Search code examples
c++opencvvideo-processingvideo-capturepreview

Too High CPU Footprint of OpenCV Text Overlay on FHD Video Stream


I want to display a FHD live-stream (25 fps) and overlay some (changing) text. For this I essentially use the code below.

Basically it is

  1. Load frame
  2. (cv::putText skipped here)
  3. Display frame if it's a multiple of delay

but the code is super super slow compared to e.g. mpv and consumes way to much cpu-time (cv::useOptimized() == true).
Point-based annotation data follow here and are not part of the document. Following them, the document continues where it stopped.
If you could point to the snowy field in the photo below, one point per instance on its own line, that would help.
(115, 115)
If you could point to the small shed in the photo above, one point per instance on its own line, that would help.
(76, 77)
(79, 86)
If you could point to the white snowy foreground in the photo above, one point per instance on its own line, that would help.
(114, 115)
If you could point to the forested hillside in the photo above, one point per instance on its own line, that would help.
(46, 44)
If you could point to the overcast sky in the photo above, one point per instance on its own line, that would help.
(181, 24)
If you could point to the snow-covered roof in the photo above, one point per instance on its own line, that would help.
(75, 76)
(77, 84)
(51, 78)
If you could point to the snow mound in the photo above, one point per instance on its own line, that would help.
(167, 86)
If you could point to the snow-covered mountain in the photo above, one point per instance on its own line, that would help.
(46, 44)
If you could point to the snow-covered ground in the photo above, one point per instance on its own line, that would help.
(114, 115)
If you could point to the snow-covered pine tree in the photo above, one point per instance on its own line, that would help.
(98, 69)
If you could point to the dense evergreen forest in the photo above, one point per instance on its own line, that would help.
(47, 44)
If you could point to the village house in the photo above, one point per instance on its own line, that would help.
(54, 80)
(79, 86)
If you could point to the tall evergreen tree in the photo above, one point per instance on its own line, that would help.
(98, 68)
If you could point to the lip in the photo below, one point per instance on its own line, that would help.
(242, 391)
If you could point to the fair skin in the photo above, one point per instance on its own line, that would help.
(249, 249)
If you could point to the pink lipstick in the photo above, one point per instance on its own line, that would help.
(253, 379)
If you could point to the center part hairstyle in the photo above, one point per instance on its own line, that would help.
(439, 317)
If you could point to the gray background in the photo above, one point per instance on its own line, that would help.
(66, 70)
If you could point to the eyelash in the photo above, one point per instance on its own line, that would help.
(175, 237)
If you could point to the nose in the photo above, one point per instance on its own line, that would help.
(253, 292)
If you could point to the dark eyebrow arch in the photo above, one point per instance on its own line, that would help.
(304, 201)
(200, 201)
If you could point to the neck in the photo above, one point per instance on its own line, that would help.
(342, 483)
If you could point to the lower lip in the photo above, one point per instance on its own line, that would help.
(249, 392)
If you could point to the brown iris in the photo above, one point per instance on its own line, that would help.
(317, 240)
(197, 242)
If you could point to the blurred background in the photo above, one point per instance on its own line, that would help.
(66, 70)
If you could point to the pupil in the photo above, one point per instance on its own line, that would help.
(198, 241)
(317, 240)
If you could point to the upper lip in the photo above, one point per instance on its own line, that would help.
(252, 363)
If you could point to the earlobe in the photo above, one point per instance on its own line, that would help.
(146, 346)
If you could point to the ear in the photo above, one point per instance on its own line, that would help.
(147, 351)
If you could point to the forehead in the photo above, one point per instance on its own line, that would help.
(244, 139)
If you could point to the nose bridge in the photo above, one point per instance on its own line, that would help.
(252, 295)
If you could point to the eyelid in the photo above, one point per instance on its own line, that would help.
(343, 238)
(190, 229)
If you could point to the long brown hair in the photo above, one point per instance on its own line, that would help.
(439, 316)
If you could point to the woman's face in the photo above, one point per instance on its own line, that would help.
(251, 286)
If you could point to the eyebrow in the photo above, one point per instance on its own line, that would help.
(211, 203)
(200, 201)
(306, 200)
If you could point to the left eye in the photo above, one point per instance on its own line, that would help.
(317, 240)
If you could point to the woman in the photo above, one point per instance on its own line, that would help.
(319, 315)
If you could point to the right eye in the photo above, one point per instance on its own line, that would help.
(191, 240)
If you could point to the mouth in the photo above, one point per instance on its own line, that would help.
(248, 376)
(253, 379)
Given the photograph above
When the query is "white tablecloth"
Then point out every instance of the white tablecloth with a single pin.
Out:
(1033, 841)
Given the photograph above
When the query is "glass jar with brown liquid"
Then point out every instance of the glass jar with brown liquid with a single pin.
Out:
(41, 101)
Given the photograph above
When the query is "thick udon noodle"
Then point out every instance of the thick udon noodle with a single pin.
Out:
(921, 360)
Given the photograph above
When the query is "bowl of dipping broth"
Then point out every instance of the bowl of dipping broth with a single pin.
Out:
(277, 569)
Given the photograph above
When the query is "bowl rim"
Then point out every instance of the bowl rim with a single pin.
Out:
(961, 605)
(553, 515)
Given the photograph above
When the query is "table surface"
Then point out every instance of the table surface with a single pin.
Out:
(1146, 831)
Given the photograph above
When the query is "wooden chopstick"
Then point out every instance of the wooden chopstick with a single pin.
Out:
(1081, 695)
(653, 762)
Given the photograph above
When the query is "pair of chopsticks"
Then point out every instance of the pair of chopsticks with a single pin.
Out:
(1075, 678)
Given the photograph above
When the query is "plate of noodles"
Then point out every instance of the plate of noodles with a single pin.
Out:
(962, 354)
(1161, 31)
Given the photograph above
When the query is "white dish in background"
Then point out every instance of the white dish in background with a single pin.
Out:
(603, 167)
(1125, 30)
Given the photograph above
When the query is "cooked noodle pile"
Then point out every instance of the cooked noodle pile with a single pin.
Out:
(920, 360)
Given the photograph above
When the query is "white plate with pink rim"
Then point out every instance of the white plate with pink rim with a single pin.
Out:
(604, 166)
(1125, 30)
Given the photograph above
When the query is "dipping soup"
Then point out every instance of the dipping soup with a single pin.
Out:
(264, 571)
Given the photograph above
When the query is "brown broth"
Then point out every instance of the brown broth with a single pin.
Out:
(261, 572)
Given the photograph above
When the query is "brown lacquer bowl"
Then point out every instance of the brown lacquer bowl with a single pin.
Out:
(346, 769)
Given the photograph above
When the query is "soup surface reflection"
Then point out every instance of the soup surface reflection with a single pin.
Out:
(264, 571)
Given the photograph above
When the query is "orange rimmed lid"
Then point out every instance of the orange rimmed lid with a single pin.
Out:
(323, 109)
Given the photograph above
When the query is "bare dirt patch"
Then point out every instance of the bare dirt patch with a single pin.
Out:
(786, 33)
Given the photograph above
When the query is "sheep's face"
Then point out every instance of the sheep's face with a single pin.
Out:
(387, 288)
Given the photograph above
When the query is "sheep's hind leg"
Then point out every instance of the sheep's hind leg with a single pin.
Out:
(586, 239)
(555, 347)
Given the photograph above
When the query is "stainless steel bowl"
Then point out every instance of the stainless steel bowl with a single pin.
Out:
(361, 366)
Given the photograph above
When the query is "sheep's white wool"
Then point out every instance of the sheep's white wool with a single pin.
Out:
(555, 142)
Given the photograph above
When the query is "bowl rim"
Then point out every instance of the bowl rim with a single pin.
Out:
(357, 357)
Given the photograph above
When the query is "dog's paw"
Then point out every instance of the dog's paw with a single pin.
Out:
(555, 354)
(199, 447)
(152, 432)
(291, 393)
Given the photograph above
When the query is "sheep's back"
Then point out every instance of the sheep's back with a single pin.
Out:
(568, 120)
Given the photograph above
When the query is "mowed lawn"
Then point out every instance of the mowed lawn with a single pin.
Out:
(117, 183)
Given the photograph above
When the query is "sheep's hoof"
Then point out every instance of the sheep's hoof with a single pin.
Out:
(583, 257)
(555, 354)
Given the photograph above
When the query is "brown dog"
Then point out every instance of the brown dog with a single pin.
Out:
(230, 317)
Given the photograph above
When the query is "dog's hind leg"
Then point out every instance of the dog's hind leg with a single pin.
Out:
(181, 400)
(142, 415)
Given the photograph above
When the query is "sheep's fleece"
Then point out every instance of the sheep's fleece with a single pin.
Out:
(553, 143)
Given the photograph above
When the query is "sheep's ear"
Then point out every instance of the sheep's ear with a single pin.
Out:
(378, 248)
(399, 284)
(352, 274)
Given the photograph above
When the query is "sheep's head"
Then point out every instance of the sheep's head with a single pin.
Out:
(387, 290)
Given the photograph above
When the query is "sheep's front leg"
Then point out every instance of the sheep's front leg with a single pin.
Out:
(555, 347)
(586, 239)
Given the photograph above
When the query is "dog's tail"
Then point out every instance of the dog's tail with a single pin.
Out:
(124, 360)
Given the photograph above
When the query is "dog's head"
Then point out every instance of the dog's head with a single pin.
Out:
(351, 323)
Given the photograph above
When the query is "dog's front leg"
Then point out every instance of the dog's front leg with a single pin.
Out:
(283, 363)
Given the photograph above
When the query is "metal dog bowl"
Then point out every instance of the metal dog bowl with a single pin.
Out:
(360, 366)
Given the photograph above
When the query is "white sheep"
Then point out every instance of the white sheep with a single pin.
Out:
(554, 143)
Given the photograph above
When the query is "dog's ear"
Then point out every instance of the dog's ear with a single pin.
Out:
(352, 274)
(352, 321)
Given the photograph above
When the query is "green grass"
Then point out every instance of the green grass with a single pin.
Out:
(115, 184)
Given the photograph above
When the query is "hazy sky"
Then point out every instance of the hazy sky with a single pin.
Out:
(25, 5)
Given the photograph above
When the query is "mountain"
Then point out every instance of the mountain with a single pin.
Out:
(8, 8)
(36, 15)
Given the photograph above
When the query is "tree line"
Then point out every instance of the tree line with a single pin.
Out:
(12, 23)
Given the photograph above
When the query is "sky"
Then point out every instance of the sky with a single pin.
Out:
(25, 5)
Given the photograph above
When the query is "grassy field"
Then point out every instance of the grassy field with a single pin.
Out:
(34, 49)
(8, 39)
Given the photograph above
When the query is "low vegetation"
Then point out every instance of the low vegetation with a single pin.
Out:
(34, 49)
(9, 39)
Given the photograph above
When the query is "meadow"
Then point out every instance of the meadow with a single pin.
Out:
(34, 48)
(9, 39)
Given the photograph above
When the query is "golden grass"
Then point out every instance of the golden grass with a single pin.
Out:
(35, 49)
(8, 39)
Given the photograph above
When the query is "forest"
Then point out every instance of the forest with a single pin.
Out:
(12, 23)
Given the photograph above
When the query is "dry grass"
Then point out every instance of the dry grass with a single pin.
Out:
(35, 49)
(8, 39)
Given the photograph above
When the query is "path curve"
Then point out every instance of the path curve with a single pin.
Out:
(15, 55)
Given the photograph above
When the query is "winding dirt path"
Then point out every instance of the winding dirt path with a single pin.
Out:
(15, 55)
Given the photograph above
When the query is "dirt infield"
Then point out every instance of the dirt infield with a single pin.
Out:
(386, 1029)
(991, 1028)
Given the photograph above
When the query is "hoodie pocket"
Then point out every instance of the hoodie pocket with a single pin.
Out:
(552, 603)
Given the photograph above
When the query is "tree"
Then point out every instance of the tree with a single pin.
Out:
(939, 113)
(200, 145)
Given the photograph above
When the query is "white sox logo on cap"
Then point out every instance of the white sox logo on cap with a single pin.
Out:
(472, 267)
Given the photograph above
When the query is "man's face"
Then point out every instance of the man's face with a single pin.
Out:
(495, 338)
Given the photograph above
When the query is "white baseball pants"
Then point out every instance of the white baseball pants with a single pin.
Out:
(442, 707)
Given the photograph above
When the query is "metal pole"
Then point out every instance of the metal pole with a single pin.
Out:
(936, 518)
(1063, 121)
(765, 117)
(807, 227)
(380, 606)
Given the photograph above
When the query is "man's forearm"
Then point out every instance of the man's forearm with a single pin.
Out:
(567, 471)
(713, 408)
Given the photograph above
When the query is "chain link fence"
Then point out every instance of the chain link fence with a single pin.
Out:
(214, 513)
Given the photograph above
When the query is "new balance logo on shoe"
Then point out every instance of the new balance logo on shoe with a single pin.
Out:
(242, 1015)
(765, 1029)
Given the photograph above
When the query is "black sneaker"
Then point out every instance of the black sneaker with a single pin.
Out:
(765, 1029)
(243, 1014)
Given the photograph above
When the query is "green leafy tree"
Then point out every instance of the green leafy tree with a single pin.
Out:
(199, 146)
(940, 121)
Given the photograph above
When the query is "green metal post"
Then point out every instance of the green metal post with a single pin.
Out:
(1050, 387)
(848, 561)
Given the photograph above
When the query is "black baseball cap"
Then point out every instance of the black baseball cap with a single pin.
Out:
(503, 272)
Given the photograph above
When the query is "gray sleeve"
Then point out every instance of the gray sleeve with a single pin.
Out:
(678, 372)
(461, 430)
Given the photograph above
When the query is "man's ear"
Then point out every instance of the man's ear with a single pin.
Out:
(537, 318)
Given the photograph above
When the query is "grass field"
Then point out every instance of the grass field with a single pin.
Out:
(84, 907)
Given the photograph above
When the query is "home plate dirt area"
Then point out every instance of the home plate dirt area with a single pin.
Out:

So far delay is my inconvenient fiddle-parameter to somehow make it feasible.

  • delay == 1 results in 180 % CPU usage (full frame-rate)
  • delay == 5 results in 80 % CPU usage

But delay == 5 or 5 fps is really sluggish and actually still too much cpu load.

How can I make this code faster or otherwise better or otherwise solve the task (I'm not bound to opencv)?

P.s. Without cv::imshow the CPU usage is less than 30 %, regardless of delay.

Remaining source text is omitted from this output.